Der EuGH hat zur ersten Vorlagefrage - überraschend - entschieden, dass nach dem Wortlaut von Art. 18 Buchst. c MwStSystRL der Fall der Aufgabe der steuerbaren wirtschaftlichen Tätigkeit ohne Unterscheidung nach den Ursachen oder den Umständen der Aufgabe allgemein geregelt sei und lediglich die Fälle der Geschäftsveräußerung im ganzen ausgeschlossen seien. Daher ist nach der Entscheidung von Art. 18 Buchst. c MwStSystRL auch eine Geschäftsaufgabe erfasst, die sich aus der Streichung des Unternehmers aus dem Mehrwertsteuerregister eines Mitgliedstaats ergibt. Somit stellt Art. 18 Buchst. c MwStSystRL - was nach dem Wortlaut näher gelegen hätte - nicht auf eine (aktive) Geschäftsaufgabe durch den Unternehmer ab.

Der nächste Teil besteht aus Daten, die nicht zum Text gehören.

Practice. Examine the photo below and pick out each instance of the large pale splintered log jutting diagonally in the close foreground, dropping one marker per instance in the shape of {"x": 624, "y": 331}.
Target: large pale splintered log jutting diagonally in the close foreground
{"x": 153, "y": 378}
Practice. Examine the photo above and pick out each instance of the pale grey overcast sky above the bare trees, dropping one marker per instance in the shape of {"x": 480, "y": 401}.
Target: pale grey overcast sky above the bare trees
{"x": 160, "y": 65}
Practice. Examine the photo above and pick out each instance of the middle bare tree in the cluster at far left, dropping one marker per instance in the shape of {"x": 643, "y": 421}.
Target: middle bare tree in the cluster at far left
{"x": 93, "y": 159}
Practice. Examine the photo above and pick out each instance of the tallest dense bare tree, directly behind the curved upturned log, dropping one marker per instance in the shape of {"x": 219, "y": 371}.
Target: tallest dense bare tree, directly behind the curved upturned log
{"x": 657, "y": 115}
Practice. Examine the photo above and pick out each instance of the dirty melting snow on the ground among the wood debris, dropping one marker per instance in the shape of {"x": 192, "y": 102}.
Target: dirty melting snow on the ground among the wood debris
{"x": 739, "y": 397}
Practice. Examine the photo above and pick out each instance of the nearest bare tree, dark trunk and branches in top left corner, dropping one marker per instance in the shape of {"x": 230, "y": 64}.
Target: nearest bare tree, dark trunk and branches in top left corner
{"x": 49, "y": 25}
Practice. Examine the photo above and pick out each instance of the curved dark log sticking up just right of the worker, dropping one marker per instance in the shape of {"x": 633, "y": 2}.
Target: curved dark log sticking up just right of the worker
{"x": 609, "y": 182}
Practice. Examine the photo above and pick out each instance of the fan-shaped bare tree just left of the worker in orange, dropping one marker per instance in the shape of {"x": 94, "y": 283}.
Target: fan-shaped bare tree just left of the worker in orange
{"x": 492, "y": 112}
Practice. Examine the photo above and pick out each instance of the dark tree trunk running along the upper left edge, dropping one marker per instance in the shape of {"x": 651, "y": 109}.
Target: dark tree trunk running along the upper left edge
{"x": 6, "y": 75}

Die Fragen, ob im Fall der Aufgabe der steuerbaren wirtschaftlichen Tätigkeit die Steuerbemessungsgrundlage für den Umsatz nach Art. 18 Buchst. c MwStSystRL der "Normalwert" der zum Zeitpunkt der Aufgabe vorhandenen Gegenstände ist, die die Wertentwicklung dieser Gegenstände zwischen dem Zeitpunkt ihrer Anschaffung und dem Zeitpunkt der Geschäftsaufgabe nicht berücksichtigt, hat der EuGH verneint.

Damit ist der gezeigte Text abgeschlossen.